The final step will make columns of each site/pollutant combination e.g. nox_KC1, pm10_KC1 and so on. It is then easy to use any of these names to make the plot (with a few plotting option enhancements):

timePlot(aq, 
         pollutant = c("nox_KC1", "nox_MY1", "nox_NOTT"),
         avg.time = "month", group = TRUE,
         lty = 1, lwd = c(1, 3, 5),
         ylab = "nox (ug/m3)"
         )
Figure 11.4: Plot of NOx concentrations from three sites grouped in a single plot.

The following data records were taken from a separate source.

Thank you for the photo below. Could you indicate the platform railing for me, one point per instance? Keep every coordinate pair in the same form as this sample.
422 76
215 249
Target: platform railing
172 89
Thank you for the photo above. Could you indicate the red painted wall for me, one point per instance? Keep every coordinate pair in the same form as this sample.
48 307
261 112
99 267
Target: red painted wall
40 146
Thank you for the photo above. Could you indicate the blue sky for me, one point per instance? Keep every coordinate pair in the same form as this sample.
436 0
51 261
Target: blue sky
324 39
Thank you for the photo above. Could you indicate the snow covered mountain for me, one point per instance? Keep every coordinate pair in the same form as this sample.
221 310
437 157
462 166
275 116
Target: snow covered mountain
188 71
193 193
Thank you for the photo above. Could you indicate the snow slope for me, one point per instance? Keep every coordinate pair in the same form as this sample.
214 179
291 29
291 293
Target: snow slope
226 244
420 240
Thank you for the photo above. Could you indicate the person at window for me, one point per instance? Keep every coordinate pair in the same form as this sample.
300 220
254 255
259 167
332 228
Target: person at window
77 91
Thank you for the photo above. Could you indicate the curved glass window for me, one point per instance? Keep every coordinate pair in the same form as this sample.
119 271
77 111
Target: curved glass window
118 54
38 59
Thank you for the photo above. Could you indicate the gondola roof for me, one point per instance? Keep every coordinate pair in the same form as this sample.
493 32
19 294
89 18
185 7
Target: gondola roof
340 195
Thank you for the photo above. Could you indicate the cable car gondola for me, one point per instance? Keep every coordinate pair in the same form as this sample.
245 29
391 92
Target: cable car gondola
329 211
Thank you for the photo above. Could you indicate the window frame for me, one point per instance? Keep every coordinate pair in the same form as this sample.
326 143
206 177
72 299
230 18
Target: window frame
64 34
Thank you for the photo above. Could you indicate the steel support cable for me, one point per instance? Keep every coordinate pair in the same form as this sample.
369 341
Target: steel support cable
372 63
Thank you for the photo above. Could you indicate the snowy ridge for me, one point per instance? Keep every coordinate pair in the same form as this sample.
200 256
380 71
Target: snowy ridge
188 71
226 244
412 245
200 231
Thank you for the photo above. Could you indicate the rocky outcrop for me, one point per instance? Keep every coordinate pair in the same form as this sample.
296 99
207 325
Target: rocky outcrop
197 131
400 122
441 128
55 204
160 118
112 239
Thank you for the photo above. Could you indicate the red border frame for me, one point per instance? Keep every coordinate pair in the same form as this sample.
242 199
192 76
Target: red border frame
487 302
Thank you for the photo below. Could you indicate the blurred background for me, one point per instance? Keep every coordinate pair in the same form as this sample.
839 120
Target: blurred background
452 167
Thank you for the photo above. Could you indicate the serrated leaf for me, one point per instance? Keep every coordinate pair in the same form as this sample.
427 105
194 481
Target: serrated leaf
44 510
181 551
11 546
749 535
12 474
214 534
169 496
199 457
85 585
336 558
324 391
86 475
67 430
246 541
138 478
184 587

An alternative way of selecting all columns containing the character ‘nox’ is to use the grep command. For example:

timePlot(thedata, pollutant = names(thedata)[grep(pattern = "nox", 
                                                  names(thedata))],
         avg.time = "month", group = TRUE)

If wind speed ws and wind direction wd are available they can be used in plots and shown as ‘wind vectors’. Plotting data in this way conveys more information in an easy-to-understand way, which works best for relatively short time periods e.g. a pollution episode lasting a few days. As an example Figure 11.5 shows the first 48 hours of NOx and NO2 data with wind arrows shown. The arrows are controlled by a list of option that control the length, shape and colour of the arrows. The maximum length of the arrow plotted is a fraction of the plot dimension with the longest arrow being scale of the plot x-y dimension. Note, if the plot size is adjusted manually by the user it should be re-plotted to ensure the correct wind angle. The list may contain other options to panel.arrows in the lattice package. Other useful options include length, which controls the length of the arrow head and angle, which controls the angle of the arrow head. Wind vector arrows can also be used with the scatterPlot function.

timePlot(head(mydata, 48), pollutant = c("nox", "no2"), 
         windflow = list(scale = 0.1, lwd = 2, 
                         col = "turquoise4"), 
         lwd = 3, group = FALSE, 
         ylab = "concentration (ug/m3)")
Figure 11.5: An example of using the windflow option in timePlot().